My father, who had grown up on stories of Tibet told by H. P. Blavatsky, Nicholas Roerich, and other wandering mystics, went back to meet the Dalai Lama, months after our nightly broadcasts, because he was aware, as not so many people were then, that a great treasure had come out into the world for the first time, really, in history. (The Thirteenth Dalai Lama had been forced to flee Lhasa twice, as outside forces moved in, but he was never truly available to the world the way his successor would become in 1959, when, in a disquieting augury of what was to come, he appeared on the cover of Time magazine beside the legend “The Escape That Rocked the Reds.”) Full of a young man’s indignation, my father complained to the Dalai Lama that the Indian press concentrated only on the material treasure that was said to have come out with the Tibetans into exile; the young Dalai Lama, as he would now, counseled my father to be patient and said that understanding would come in time.
His only child, my father went on—a three-year-ol
d boy in England—had followed the story of the Tibetans’ flight with unusual intensity. The Dalai Lama, in response, sent a picture of himself, as a small boy on the Lion Throne in Lhasa, to me in faraway Oxford, and wherever I went in the years that followed, I kept it on my desk, like a talisman from fairy tale. It accompanied me to California when we moved there, and if ever I felt out of place or burdened, I could look at this photo of a four-year-old, taken from his home and family and set upon the throne of his country, and put things into perspective. Then a forest fire swept down from the hills nearby, and the photo, like everything I owned, was gone.

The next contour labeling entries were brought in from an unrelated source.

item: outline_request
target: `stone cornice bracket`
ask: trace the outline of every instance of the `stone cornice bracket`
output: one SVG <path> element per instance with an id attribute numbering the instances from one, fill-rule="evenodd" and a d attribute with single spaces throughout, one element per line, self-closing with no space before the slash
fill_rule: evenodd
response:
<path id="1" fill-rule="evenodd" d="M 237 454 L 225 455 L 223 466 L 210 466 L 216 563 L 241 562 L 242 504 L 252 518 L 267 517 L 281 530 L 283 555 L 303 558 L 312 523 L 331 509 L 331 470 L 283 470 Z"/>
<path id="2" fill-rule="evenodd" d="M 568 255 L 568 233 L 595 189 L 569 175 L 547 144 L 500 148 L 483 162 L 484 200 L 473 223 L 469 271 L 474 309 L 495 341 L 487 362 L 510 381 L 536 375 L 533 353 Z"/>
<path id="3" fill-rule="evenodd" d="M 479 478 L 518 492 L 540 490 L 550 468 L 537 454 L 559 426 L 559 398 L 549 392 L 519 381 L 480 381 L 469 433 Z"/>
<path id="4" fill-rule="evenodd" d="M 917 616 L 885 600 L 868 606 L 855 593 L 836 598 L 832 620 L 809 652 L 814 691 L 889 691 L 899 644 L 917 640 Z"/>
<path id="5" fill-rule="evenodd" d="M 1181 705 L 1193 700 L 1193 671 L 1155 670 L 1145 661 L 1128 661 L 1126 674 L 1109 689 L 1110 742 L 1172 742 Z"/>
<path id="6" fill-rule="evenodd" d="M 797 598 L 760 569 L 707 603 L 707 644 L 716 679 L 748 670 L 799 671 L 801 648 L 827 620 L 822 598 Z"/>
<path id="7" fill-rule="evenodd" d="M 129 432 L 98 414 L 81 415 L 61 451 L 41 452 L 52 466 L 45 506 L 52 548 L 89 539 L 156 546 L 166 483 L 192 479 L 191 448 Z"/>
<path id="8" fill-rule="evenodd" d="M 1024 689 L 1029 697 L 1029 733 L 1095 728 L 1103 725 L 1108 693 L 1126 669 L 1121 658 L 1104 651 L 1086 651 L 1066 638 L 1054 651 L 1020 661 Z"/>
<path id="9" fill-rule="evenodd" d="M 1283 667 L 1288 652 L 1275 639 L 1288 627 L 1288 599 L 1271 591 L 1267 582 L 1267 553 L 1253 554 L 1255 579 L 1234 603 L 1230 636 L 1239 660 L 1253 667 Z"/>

One spring in Dharamsala I got in the habit of waking early, just before the sun showed over the mountains, and going to the central compound, from which gongs sounded every morning. It was always a magical walk. Street people hadn’t appeared yet on the slope outside my guesthouse garden, and the cars hadn’t begun to congregate at the intersection. There would be the smell of early cooking fires from some of the houses nearby, a monk walking alone up one of the steep roads, or a woman gathering a pail of water on the rooftop of her house. Dogs barked constantly—packs of them ran wild along the gulleys and dusty mountain paths of Dharamsala—and the lights had not yet been put out in the houses across the valley below.
At the central temple, even at this early hour, were scores of Tibetans, walking and walking, telling their beads, pushing large bronze prayer wheels to make them spin, muttering chants or praying for the long life of their leader. Many were very, very old—women with healthy skin and pigtails and traditional chuba aprons around their waists, old men in cowboy hats, men with bowed legs or faces that suggested their minds were not quite right. Young local kids, too, who had never seen Tibet but upheld their Tibetan traditions even in sunglasses and lipstick, above San Francisco 49ers T-shirts. A great parade of them, while a monk or two swept the area clean, and in a little chamber next to the temple, lights were set in a sea of butter lamps to make a field of tiny candles.